Entre optimisme et fatalisme
Le message d'espoir de "La tête haute" se niche dans un oxymore : le personnage, que le film n'a de cesse, sur le mode de la gradation, de montrer comme irrécupérable semble toujours susceptible de se "récupérer", grâce à la persévérance des juges et d'éducateur. Ce qu'il fera, mû par la force d'un sentiment et d'une nouvelle responsabilité qu'il décidera crânement d'endosser.
La paternité peut-elle être l'élément déclencheur d'une rédemption, d'un assagissement ? Voilà la question que pose, parmi tant d'autres, le film qui est tenté de répondre par l'affirmative, tout en tenant un discours plutôt pessimiste sur un éternel retour héréditaire.
Hier, c'était l'irresponsabilité de la mère qui était en cause, désormais ce sont les agissement du fils qui lui valent d'être entendu par la juge : fatal passage de témoin judiciaire, dramatique répétition des mêmes erreurs (avoir un enfant trop jeune et "un enfant, c'est du boulot" constate Sara Forestier, ce qui ne manque pas de sel vu le personnage) que le film, sous ses dehors de manifeste anti-déterministe, ne cessera de constater (sans doute malgré lui ?) avec un brin de fatalisme.
Une dramaturgie de l'étincelle
Au-delà du message d'espérance bienvenu et de l'hommage magnifique, pas loin de la lettre d'amour, rendu au personnel éducatif, "La tête haute" évite tout discours univoque, donne matière à réflexion. Suivant un rythme binaire entre recadrage et sortie de cadre (au sens judiciaire et filmique), entre calme relatif et fureur dévastatrice, entre stabilité et chaos de l'image, le film se tient sur un fil et construit avec brio, de scène en scène, ce que l'on pourrait appeler une dramaturgie de l'étincelle.

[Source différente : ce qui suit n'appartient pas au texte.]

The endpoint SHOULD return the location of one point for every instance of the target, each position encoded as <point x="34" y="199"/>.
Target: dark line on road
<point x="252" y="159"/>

C'est dans cet équilibre instable, dans ce calme relatif avant une tempête déclenchée par un mot, un geste, que le cinéma de Bercot trouve sa puissance. Si, comme le revendiquaient les "Cahiers du cinéma" dans leur numéro du mois dernier, l'efficacité d'un scénario tient en partie à sa façon de passer des vitesses, "La tête haute" remplit haut la main le contrat. D'une énergie folle, il rétrograde, freine brutalement, avance à toute berzingue, porté par l'exceptionnel Rod Paradot,à la fois force centripète et force centrifuge du film.
Catherine Deneuve en pilier de ce drame
Seule ombre au tableau : la dentition postiche d'une Sara Forestier qui menace à chacune de ses apparitions de grignoter le dispositif réaliste et documentaire de Bercot et dont la performance quasi-grotesque, à des années-lumière de "L'Esquive" ou de "Suzanne" (que "la Tête haute" n'est pas sans rappeler) confère au film un aspect "cour des miracles" tantôt risible, tantôt bienvenu.
Deneuve quant à elle, impériale et bienveillante en pilier de ce drame social, introduit sans coup férir l'émotion dans le champ. On ne l'avait jamais vue dans un rôle aussi socialement impliqué. Alors que la Betty d'"Elle s'en va" délaissait ses occupations professionnelles et prenait la clé des champs, la Catherine Deneuve de "La tête haute" est bel et bien là pour Malony. Et même "belle et bien là", pour reprendre le titre d'un documentaire qui lui a été consacré, parfaitement à sa place dans un cinéma naturaliste français qui n'a que trop longtemps boudé l'égérie du plus enchanteur des cinéastes, Jacques Demy.